Study subjects reported that at one point in the progressive caricature, the identity of the face seemed to “pop” out at them, and they suddenly knew who it was, Frowd said. In other words, the caricatured face had morphed to a degree that triggered the subject’s memory of the person being identified.

Now Frowd is promoting this undulating composite under the name EvoFIT, and a police department in Lancashire has used the software to catch a wanted burglar, he said.

The sketch artist who works for Metro Police would not comment to the Sun, unwilling to weigh in on the controversy surrounding composite techniques.

Frowd’s system works by presenting a witness with 72 slightly different male or female faces, depending on the suspect. The witness picks six faces that most closely resemble his remembered face. The EvoFIT program then “breeds” those six faces to make another 72 faces, and the witness picks six from this new set. The process repeats for a third and final time, and the witness is left with six blended faces, one of which he picks as closest to what he remembers.
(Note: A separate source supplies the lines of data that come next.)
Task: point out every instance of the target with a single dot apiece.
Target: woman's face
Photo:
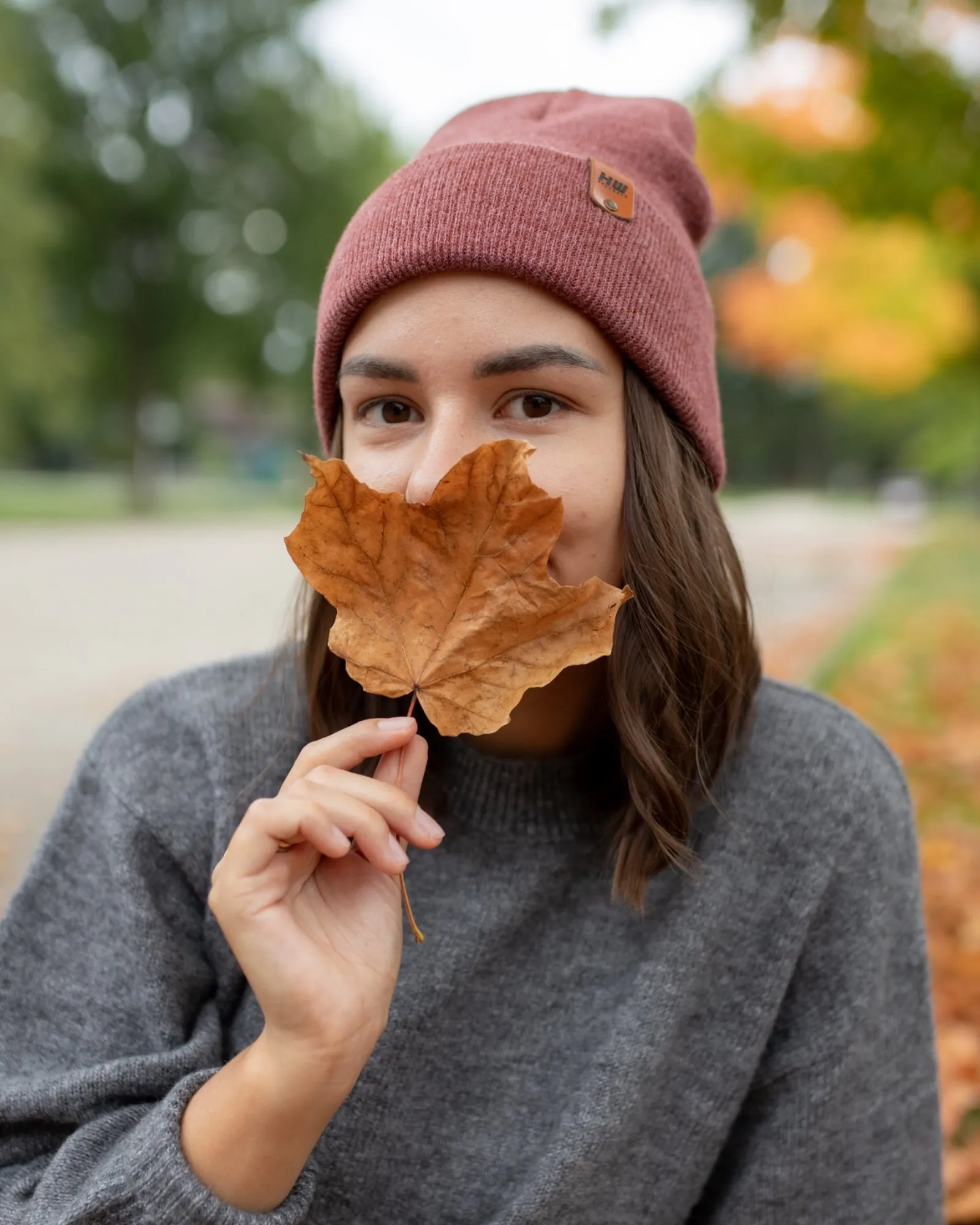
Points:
(440, 364)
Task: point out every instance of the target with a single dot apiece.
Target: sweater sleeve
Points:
(841, 1125)
(110, 1017)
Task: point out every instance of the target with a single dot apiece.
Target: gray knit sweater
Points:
(758, 1050)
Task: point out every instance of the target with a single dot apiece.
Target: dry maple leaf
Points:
(450, 600)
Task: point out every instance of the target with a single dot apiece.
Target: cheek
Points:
(591, 541)
(384, 473)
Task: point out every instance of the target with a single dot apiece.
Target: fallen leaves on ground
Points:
(951, 896)
(450, 598)
(921, 690)
(922, 694)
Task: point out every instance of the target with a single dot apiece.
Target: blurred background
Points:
(173, 179)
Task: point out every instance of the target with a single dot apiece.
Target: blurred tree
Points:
(205, 167)
(850, 141)
(40, 361)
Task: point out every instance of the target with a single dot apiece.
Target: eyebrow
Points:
(530, 357)
(379, 368)
(533, 357)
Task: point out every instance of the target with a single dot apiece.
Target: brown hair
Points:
(685, 663)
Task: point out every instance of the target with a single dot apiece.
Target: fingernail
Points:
(428, 826)
(396, 850)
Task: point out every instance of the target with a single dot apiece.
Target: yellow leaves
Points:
(450, 600)
(868, 304)
(804, 92)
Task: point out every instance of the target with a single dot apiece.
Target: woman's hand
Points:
(318, 930)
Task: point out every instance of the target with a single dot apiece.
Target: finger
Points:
(413, 771)
(417, 758)
(350, 747)
(270, 824)
(400, 810)
(328, 825)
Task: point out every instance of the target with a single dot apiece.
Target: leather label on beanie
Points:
(612, 192)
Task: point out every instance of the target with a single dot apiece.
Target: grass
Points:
(911, 668)
(36, 497)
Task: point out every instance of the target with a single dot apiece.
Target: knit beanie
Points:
(591, 198)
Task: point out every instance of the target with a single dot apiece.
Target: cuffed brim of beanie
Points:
(525, 211)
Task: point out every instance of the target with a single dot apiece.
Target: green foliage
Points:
(39, 360)
(202, 167)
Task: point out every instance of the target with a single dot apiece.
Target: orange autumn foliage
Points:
(922, 693)
(867, 304)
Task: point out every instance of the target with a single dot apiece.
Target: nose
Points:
(444, 445)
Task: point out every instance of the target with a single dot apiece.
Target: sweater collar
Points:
(559, 798)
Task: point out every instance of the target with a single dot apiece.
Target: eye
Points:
(385, 412)
(535, 406)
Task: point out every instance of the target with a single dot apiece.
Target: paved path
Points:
(91, 613)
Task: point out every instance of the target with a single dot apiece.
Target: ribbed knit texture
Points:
(756, 1050)
(505, 188)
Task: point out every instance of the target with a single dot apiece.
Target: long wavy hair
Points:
(685, 663)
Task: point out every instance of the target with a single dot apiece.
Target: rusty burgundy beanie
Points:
(595, 199)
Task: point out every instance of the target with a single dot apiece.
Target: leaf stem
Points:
(416, 933)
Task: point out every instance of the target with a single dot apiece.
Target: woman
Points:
(676, 968)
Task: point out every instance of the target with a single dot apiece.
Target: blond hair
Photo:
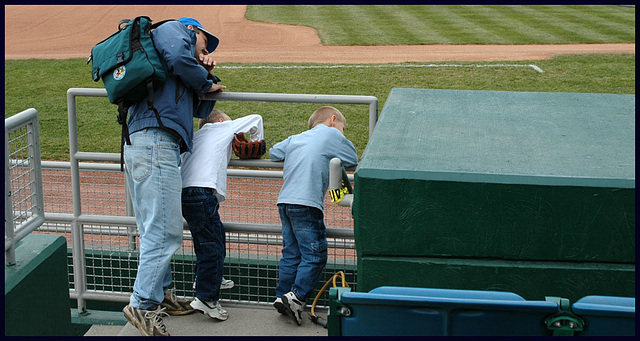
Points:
(214, 117)
(324, 113)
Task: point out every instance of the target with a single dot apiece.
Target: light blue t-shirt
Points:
(306, 163)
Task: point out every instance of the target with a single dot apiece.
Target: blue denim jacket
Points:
(177, 99)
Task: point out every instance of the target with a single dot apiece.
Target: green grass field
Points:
(439, 24)
(42, 84)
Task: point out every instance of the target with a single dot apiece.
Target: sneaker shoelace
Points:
(154, 316)
(172, 295)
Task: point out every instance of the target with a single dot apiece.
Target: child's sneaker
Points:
(212, 309)
(280, 306)
(148, 322)
(226, 284)
(294, 306)
(175, 305)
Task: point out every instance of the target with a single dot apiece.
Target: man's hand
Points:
(206, 60)
(217, 87)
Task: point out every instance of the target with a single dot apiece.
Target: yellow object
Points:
(338, 194)
(332, 279)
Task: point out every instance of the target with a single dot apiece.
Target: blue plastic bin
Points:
(402, 311)
(607, 315)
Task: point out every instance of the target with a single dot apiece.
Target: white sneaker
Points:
(212, 309)
(294, 306)
(225, 284)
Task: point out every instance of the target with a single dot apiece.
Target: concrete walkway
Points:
(244, 320)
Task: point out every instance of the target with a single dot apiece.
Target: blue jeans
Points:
(304, 249)
(200, 209)
(155, 184)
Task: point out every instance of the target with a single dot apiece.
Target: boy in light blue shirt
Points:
(301, 202)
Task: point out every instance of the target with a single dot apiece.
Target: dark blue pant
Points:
(200, 210)
(304, 249)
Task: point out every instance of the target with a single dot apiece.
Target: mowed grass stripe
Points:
(606, 26)
(457, 24)
(412, 26)
(568, 25)
(464, 24)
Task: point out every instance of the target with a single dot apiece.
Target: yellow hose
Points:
(332, 279)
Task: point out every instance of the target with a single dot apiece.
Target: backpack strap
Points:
(122, 119)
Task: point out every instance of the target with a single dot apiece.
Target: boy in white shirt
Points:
(204, 186)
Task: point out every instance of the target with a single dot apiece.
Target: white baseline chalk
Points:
(536, 68)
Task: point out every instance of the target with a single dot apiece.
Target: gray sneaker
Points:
(211, 309)
(175, 305)
(148, 322)
(225, 284)
(294, 306)
(280, 306)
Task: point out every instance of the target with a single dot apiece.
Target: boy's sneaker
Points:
(212, 309)
(174, 305)
(280, 306)
(226, 284)
(148, 322)
(294, 306)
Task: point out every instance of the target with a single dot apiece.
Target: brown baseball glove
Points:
(248, 150)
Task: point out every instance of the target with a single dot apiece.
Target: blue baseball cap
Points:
(212, 40)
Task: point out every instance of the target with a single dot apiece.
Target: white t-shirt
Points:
(206, 164)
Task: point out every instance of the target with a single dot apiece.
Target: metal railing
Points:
(24, 205)
(102, 231)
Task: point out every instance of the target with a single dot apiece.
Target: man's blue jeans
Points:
(200, 209)
(304, 250)
(155, 184)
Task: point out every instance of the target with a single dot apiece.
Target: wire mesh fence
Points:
(110, 255)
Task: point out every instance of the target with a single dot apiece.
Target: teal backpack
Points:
(130, 68)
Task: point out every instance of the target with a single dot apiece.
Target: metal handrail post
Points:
(77, 235)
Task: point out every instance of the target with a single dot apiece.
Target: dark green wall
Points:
(532, 193)
(36, 289)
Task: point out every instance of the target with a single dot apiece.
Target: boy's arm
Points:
(277, 152)
(348, 154)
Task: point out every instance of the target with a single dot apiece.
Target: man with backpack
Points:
(152, 165)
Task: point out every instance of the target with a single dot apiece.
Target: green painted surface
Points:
(484, 176)
(31, 308)
(531, 280)
(505, 221)
(504, 137)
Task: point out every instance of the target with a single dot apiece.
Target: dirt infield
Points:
(62, 31)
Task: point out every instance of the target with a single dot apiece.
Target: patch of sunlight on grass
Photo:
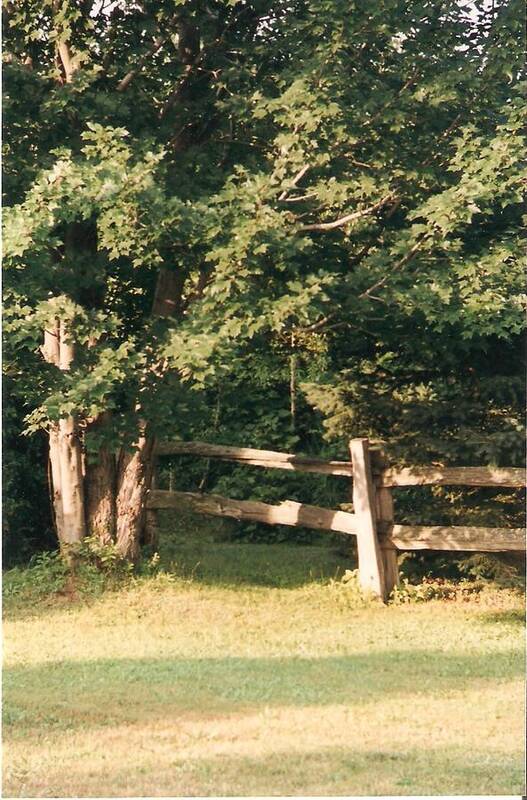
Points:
(174, 687)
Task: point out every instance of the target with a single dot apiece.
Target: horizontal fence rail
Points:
(286, 513)
(512, 477)
(478, 540)
(257, 458)
(289, 512)
(379, 539)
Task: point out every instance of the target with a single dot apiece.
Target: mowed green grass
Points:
(217, 682)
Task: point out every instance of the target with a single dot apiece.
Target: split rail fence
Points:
(378, 537)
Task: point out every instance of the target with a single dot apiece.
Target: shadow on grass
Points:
(102, 692)
(270, 565)
(505, 616)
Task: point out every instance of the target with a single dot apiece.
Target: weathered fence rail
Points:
(378, 538)
(405, 476)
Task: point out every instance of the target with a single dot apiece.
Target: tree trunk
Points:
(65, 450)
(134, 474)
(100, 486)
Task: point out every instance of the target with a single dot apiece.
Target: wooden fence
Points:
(378, 537)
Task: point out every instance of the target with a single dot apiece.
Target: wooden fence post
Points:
(388, 551)
(371, 567)
(385, 520)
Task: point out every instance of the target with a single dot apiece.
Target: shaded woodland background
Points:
(266, 224)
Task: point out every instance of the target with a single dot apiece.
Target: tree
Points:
(201, 175)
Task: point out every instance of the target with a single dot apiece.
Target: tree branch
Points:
(338, 223)
(123, 84)
(404, 260)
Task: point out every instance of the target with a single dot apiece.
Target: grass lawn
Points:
(253, 672)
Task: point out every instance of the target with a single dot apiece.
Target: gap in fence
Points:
(483, 506)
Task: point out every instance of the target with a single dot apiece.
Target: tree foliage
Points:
(312, 201)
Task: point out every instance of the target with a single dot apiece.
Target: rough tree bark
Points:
(65, 451)
(100, 489)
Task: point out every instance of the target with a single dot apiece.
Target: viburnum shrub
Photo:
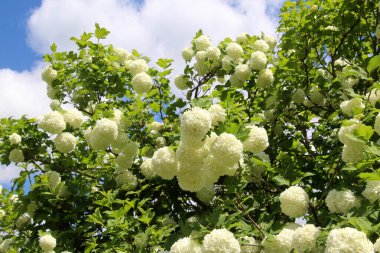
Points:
(262, 147)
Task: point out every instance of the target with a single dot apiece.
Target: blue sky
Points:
(29, 27)
(14, 51)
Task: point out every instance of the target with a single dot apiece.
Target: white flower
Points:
(281, 243)
(195, 124)
(147, 169)
(15, 138)
(165, 163)
(220, 241)
(186, 245)
(305, 238)
(299, 96)
(340, 201)
(226, 149)
(348, 240)
(102, 135)
(47, 242)
(16, 156)
(187, 53)
(218, 114)
(213, 53)
(52, 122)
(372, 191)
(352, 107)
(138, 66)
(73, 117)
(294, 202)
(261, 45)
(234, 50)
(65, 142)
(242, 72)
(265, 78)
(202, 42)
(242, 38)
(257, 140)
(271, 41)
(49, 74)
(126, 180)
(181, 82)
(142, 83)
(353, 153)
(258, 60)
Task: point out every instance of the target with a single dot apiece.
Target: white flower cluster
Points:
(348, 240)
(372, 191)
(15, 138)
(47, 243)
(257, 140)
(16, 156)
(340, 201)
(294, 202)
(52, 122)
(352, 107)
(65, 142)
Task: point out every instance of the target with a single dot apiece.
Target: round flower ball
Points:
(16, 156)
(186, 245)
(202, 42)
(165, 163)
(47, 242)
(265, 78)
(15, 138)
(218, 114)
(220, 241)
(340, 201)
(142, 83)
(348, 240)
(73, 117)
(258, 60)
(234, 50)
(65, 142)
(181, 82)
(52, 122)
(294, 202)
(257, 140)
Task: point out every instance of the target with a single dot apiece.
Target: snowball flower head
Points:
(257, 140)
(181, 82)
(227, 149)
(165, 163)
(372, 191)
(47, 242)
(202, 42)
(340, 201)
(73, 117)
(186, 245)
(220, 241)
(258, 60)
(348, 240)
(261, 45)
(142, 83)
(16, 156)
(305, 238)
(52, 122)
(218, 114)
(65, 142)
(138, 66)
(234, 50)
(265, 78)
(15, 138)
(187, 53)
(294, 202)
(49, 74)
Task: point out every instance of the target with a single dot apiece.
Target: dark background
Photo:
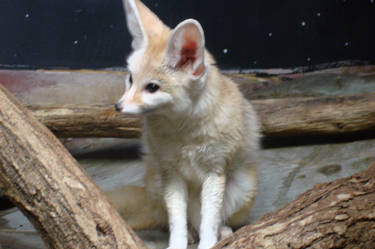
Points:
(242, 34)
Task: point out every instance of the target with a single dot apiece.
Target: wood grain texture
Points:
(316, 116)
(51, 189)
(338, 214)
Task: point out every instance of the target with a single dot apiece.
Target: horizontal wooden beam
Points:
(279, 117)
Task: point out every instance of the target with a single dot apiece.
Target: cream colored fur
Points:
(200, 136)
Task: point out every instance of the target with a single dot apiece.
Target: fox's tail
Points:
(140, 210)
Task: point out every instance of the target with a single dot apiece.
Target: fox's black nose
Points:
(117, 107)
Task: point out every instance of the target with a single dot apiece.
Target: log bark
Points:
(41, 178)
(315, 116)
(339, 214)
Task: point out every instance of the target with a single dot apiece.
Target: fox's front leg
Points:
(212, 197)
(175, 195)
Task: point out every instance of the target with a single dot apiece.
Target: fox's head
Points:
(167, 68)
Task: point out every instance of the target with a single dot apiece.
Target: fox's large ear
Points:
(142, 23)
(185, 48)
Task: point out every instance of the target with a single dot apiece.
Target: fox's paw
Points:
(193, 236)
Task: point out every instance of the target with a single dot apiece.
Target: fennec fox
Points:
(200, 136)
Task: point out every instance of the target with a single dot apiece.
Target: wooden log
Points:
(42, 179)
(280, 117)
(339, 214)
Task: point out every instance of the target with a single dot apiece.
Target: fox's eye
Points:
(152, 87)
(130, 79)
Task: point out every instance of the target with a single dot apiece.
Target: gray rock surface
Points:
(284, 173)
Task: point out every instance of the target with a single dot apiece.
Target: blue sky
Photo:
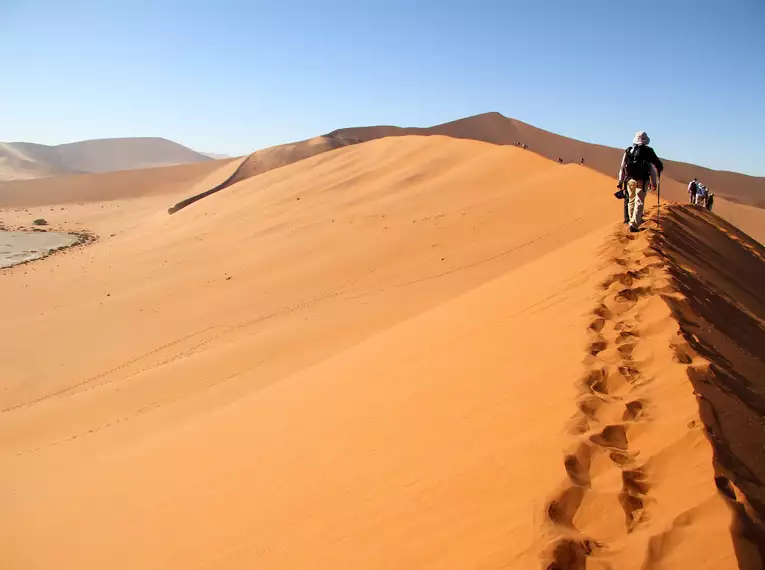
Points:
(233, 76)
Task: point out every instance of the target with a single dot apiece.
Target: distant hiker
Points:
(640, 169)
(692, 187)
(701, 194)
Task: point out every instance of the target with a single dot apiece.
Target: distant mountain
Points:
(19, 160)
(216, 156)
(498, 129)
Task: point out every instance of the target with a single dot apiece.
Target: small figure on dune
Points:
(640, 169)
(693, 186)
(701, 194)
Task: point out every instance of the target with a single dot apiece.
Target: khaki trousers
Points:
(636, 195)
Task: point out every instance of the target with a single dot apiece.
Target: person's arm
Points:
(622, 171)
(657, 162)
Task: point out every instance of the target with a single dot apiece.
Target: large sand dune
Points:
(416, 352)
(20, 160)
(739, 197)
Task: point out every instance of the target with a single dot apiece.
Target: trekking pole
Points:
(658, 199)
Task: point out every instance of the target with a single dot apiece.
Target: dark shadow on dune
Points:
(720, 272)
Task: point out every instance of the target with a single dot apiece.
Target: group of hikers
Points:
(640, 170)
(700, 195)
The final chosen face can be progressively characterized, so that the image can resonate for more than the single witness.

More often than not, police departments come up with a composite image to appease the media and the public, which often clamors for an image of a suspect, Wells said.

For some witnesses, however, the mere act of working with a composite artist can skew their actual memory of the suspect, Wells said. When witnesses are asked to work through a face feature by feature, the inherently unnatural process of feature recall can slowly replace their actual memory.

“When you are done, there is now some kind of new impression you have of that face,” he said. “The composite becomes a new memory that competes with the old memory or somehow replaces it or alters it.”

This actually gives a degree of cover to the real perpetrator, he said. It’s one of the reasons Wells wants law enforcement to use composites only as a last resort.

Metro Police’s most recently released composite sketch is of a man allegedly named “Bob,” wanted in connection with a hit-and-run, alleged to have been intentionally fatal, that police say might have resulted from a fight at the Dew Drop Inn in December. Police released two pencil sketches of Bob, one of which showed him wearing glasses and having a facial scar.

The case is still being investigated.